Aucun moyen n’a été donné à la santé publique. Aucune campagne d’information claire sur toutes les questions que peut poser l’application des gestes barrières n’a été financée. Aucun moyen supplémentaire n’a été donné pour ralentir l’épidémie à l’école. Il n’y a même pas de référent COVID-19 à l’académie de Créteil.

En lieu et place d’une réelle politique de santé publique, Emmanuel Macron n’a cessé d’en appeler à la seule responsabilité individuelle. Les choix qu’il a faits pour faire adhérer aux mesures restrictives ont toujours été la culpabilisation et la répression, exercée de façon inégalitaire. Or, on sait que cela ne fonctionne pas. On sait que la seule répression provoque rejets, complotisme et comportements d’évitement qui font le jeu de l’épidémie.

Ni Emmanuel Macron, ni Olivier Véran ne se sont appuyés sur la société civile, alors que les enseignements de lutte contre d’autres épidémies en ont montré la nécessité. Au-delà de l’arrogance technocratique de croire qu’on peut lutter contre une pandémie sans s’appuyer sur celles et ceux qu’elle touche dans leur diversité, il s’agit bien là encore d’un aveu d’obscurantisme.

L’état d’urgence sanitaire concentre l’essentiel des pouvoirs aux mains de l’exécutif. L’adhésion à de nouvelles mesures restrictives passe nécessairement par la confiance dans la compétence et les choix politiques éclairées de ceux et celles qui détiennent le pouvoir. Force est de constater que ni le Président de la République, ni son gouvernement, et notamment son ministre de la santé, n’ont prouvé leur compétence. Ils et elles ont prouvé, par contre, que leurs choix politiques étaient désastreux. Si en janvier, il était encore possible de dire que la crise les avait pris-es par surprise, répéter cet argument aujourd’hui est insultant pour les citoyen-nes.

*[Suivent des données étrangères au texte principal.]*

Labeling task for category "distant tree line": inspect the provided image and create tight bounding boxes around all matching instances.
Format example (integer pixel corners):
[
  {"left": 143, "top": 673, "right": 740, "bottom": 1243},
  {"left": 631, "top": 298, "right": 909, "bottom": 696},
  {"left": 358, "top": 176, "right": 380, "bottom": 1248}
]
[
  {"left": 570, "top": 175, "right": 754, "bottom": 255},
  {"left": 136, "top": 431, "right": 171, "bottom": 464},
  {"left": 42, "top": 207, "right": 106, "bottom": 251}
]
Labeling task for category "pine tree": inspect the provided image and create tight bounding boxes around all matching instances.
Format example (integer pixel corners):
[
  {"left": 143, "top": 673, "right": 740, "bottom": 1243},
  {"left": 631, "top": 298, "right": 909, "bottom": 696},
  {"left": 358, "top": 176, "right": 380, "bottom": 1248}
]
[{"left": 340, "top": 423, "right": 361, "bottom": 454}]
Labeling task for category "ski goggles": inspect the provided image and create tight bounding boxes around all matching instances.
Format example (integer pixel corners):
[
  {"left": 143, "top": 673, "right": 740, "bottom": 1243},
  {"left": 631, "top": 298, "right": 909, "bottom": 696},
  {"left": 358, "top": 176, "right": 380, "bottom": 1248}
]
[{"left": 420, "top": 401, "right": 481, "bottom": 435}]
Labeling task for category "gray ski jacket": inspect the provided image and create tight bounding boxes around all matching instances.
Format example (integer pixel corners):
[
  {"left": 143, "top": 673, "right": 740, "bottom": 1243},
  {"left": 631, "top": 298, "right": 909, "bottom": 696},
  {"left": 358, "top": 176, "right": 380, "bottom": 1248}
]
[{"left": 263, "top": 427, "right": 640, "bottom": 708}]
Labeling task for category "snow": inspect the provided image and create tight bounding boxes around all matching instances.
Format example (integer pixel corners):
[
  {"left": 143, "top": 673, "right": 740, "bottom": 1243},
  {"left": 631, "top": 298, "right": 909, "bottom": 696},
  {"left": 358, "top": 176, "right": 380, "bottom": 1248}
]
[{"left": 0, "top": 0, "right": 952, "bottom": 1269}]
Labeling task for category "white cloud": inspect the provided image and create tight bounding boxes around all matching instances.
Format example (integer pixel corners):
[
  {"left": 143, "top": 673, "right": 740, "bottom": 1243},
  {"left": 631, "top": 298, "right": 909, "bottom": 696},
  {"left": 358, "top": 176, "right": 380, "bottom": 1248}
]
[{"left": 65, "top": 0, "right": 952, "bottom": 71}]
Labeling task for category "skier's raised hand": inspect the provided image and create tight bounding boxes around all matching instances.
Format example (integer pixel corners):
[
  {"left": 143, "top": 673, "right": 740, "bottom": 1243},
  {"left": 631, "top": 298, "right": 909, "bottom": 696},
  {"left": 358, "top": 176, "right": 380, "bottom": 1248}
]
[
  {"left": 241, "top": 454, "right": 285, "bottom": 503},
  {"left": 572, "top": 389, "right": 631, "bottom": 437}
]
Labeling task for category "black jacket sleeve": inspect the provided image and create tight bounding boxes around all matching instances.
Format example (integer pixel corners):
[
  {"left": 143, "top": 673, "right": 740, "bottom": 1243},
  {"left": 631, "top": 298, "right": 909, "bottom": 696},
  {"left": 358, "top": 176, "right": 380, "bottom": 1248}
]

Combien de contaminations et de pertes de chances aux conséquences dramatiques l’incompétence et les choix de l’exécutif vont-elles encore faire ? Le président de la République doit reconnaître les erreurs passées et changer radicalement de politique, annoncer des moyens pour le système de soins et l’hôpital public, mener une réelle politique de dépistage et de santé publique, et réquisitionner des sites de production pour enclencher une vraie production publique locale de médicaments et d’équipements dont nous avons besoin.


Notes

  • 1
    Depuis vingt ans, des politiques d’austérité frappent le système de soins, et notamment l’hôpital public. Depuis deux ans, les personnels hospitaliers tirent la sonnette d’alarme, un mouvement de grève des urgentistes, rejoint par tous les secteurs et largement soutenu par l’opinion publique, a porté les témoignages de l’état de délabrement des établissements publics de soin. En septembre 2019, le porte-parole de l’Association des Médecins Urgentistes de France (AMUF) annonçait que les urgences ne pourraient absorber des malades en cas de forte épidémie de grippe. Ce ne fut pas la grippe.
  • 2
    Si on ne tient pas compte des mesures annoncées dans le cadre du « Ségur de la santé », qui compensent à peine le gel des revenus des quinze dernières années.